日経ものづくり 設計者のための解析入門

最終回 熱流体解析編(4)

経路を見極めて熱対策を
実験結果の誤差にも注意

便利な熱流体解析ツールだが,やみくもに解析しても無駄に計算時間を費やすだけ。うまく使いこなすには,解析に取り掛かる前に,熱が移動する経路を想定したり,計算や実験が含む誤差をきちんと理解しておいたりすることが重要だ。(本誌)

広野 友英
電通国際情報サービス 製造システム事業部 CAE技術部

 最近は計算機の能力が向上したため,さまざまなパラメータを組み合わせた複数の解析を自動で処理できるようになってきた。実験値と解析値を合わせ込むためにパラメータの同定計算を行ったり,実験計画法やタグチメソッドなどとCAEを組み合わせて設計の効率化・ロバスト性向上を図ったりといった取り組みも盛んだ。  しかし,そうした取り組みの前に,どの設計パラメータが製品性能に影響を与えているのかをあらかじめ絞り込むことを考えよう。

ツールは使いよう
 設計者にとってCFD(Computer Fluid Dynamics)ソフトはあくまで道具にすぎず,それを使うだけで途端に設計品質が高まったり,作業効率が良くなったりするわけではない。
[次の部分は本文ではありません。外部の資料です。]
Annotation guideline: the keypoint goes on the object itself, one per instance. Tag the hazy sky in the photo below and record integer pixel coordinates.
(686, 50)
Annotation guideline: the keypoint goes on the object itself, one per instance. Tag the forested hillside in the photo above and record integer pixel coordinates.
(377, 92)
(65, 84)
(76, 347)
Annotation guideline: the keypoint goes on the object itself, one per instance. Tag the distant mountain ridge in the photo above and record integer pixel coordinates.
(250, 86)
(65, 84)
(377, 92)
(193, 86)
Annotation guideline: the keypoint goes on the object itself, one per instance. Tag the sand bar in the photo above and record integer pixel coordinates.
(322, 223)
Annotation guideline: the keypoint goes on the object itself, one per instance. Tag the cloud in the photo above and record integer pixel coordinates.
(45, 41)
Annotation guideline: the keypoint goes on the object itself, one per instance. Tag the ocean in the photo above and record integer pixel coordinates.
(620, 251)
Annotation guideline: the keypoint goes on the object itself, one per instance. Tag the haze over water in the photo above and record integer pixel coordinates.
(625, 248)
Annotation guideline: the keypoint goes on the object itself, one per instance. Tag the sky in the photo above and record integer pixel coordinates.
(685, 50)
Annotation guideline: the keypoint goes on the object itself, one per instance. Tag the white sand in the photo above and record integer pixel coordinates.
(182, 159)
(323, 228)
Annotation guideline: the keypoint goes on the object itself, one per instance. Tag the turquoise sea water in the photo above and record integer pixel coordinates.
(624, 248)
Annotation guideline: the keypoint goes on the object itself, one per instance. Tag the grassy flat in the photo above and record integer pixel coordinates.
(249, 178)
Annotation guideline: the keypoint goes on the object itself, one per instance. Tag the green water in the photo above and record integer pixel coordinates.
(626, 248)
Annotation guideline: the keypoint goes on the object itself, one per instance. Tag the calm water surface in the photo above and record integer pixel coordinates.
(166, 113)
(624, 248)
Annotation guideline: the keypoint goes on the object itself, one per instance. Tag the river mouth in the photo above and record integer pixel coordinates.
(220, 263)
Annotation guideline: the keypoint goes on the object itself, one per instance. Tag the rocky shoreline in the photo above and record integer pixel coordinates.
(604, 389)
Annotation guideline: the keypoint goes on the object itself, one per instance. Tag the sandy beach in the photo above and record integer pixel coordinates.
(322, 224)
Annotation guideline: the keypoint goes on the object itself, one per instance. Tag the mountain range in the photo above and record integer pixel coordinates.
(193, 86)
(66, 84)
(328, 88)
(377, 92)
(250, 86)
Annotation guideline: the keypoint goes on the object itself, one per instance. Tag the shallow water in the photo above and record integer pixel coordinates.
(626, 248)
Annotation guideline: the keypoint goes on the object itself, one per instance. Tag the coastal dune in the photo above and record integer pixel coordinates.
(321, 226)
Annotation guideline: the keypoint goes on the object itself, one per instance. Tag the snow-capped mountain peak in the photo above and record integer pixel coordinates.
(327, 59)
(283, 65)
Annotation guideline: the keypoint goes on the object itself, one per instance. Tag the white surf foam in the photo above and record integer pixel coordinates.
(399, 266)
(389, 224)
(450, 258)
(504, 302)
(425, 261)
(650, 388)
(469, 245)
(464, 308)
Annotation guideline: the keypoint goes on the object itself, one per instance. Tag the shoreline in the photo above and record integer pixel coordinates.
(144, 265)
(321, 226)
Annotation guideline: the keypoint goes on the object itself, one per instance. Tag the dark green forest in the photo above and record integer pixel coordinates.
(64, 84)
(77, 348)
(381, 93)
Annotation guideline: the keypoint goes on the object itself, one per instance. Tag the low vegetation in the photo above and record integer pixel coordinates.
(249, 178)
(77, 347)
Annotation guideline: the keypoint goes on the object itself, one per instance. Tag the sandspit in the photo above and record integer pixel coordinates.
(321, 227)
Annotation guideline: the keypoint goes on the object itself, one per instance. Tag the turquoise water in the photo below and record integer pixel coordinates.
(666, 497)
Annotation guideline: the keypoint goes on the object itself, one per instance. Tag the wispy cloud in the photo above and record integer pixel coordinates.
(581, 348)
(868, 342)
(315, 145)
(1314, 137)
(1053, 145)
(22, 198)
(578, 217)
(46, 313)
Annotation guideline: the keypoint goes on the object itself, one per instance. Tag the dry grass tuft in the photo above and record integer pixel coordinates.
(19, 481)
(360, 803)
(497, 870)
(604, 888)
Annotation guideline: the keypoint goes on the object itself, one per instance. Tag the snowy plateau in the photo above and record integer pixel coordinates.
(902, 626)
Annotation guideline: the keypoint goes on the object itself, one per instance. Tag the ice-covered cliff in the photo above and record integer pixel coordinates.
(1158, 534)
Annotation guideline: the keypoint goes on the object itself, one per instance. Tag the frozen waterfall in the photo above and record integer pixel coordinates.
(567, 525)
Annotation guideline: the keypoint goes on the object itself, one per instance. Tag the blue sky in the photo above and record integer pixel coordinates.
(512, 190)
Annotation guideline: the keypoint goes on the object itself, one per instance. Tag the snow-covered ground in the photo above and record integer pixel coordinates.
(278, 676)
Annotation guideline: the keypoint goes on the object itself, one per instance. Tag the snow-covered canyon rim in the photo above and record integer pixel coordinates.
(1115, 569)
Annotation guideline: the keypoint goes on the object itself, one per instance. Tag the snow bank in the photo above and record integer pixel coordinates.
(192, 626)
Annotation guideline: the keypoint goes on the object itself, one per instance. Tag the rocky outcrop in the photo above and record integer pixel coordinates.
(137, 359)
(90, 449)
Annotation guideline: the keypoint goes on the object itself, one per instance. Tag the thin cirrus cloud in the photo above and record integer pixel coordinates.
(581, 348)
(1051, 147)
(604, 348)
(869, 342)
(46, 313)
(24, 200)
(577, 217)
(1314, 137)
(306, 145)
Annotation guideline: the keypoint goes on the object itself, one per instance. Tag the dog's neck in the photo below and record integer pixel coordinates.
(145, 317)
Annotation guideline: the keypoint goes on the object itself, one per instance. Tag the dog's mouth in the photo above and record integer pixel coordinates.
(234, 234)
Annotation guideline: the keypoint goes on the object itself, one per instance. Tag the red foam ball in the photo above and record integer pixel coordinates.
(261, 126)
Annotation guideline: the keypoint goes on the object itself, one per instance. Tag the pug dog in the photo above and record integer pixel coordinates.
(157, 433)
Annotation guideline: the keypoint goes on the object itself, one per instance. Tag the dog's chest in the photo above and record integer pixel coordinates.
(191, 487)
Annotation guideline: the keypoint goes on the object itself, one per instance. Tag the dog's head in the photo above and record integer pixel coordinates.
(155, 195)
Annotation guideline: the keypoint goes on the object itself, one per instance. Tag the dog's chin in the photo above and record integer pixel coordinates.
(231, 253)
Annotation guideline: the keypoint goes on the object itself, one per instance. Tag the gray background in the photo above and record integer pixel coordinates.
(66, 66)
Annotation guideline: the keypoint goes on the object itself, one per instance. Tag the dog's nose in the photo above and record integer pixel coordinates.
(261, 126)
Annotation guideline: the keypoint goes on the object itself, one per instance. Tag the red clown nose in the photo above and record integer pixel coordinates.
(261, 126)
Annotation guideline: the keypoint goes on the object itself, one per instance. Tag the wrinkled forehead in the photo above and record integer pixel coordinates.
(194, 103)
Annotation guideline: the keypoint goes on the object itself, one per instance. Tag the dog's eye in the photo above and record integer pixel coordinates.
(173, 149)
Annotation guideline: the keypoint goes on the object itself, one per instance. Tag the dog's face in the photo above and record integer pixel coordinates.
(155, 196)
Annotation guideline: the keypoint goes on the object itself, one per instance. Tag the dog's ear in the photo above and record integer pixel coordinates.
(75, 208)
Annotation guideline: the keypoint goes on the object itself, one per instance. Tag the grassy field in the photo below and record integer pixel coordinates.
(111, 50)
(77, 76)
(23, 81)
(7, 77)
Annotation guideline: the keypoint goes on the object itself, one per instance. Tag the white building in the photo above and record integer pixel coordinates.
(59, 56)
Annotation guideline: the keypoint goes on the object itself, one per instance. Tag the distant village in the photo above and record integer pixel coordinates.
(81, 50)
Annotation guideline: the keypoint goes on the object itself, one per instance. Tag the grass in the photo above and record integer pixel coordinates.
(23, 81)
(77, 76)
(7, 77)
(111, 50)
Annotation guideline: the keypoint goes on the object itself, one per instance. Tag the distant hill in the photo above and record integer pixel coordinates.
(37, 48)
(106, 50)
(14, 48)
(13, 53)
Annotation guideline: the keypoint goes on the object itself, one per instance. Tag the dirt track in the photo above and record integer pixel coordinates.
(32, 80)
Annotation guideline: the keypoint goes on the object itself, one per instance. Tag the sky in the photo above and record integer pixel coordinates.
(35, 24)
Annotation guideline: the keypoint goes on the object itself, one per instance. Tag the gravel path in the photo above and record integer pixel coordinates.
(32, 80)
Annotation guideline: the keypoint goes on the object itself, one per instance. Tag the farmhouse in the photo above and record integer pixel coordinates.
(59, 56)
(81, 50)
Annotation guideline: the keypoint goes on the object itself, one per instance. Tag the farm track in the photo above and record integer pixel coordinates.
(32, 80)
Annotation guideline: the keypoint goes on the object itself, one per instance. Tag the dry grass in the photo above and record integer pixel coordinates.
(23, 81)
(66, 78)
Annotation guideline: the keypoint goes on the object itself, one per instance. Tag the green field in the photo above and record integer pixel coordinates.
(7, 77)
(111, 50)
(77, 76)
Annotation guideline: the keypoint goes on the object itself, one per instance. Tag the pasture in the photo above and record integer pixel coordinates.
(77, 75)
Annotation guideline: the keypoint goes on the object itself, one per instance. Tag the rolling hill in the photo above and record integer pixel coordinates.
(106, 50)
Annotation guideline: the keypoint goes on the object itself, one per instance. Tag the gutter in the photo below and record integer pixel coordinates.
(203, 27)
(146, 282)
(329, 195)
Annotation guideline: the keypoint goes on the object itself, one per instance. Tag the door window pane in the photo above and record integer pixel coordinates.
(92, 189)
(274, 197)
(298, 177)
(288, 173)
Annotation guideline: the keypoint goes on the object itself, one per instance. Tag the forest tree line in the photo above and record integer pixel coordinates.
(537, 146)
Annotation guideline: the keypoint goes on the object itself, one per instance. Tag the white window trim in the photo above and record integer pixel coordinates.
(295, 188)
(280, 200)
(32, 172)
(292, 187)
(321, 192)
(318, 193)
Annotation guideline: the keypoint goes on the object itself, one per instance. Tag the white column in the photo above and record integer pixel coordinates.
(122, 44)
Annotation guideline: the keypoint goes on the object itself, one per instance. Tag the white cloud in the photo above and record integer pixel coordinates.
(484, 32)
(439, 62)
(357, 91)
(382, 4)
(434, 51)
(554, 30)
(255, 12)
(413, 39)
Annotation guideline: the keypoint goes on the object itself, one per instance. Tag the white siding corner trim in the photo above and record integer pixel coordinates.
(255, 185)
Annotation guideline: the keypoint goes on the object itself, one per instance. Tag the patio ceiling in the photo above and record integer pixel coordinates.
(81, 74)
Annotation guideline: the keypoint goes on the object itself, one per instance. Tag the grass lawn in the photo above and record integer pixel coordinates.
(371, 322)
肝心なのは使い方だ。これを誤ると無駄に時間を費やすことになる。特に,CFDは線形構造解析などに比べて一般に計算時間が長いため,この見極めが重要だ。
 設計対象の熱問題を考えるに当たっては,まず手計算などで簡単な熱設計を実施しておこう。特に,熱の伝達経路はあらかじめ把握しておいてほしい。
 本連載の熱流体解析編(1)でも簡単に触れたが,着目している部品に関わる熱伝導,対流熱伝達,輻射(p.137-138の別掲記事参照)を整理し,熱源からどの経路でどれだけ外部に伝わるのかを考える。最初に簡単な図を描いて経路を定性的に整理すると分かりやすいだろう(図)。

日経ものづくり
図●熱経路の模式図
熱移動の経路には,伝導,対流熱伝達,輻射の3種類がある。注目している部品やユニットのどこが発熱して,どこからどういう現象で熱が移動するかを想定して解析に臨む。最初は部品から始め,ユニット,製品へと規模を拡大していく。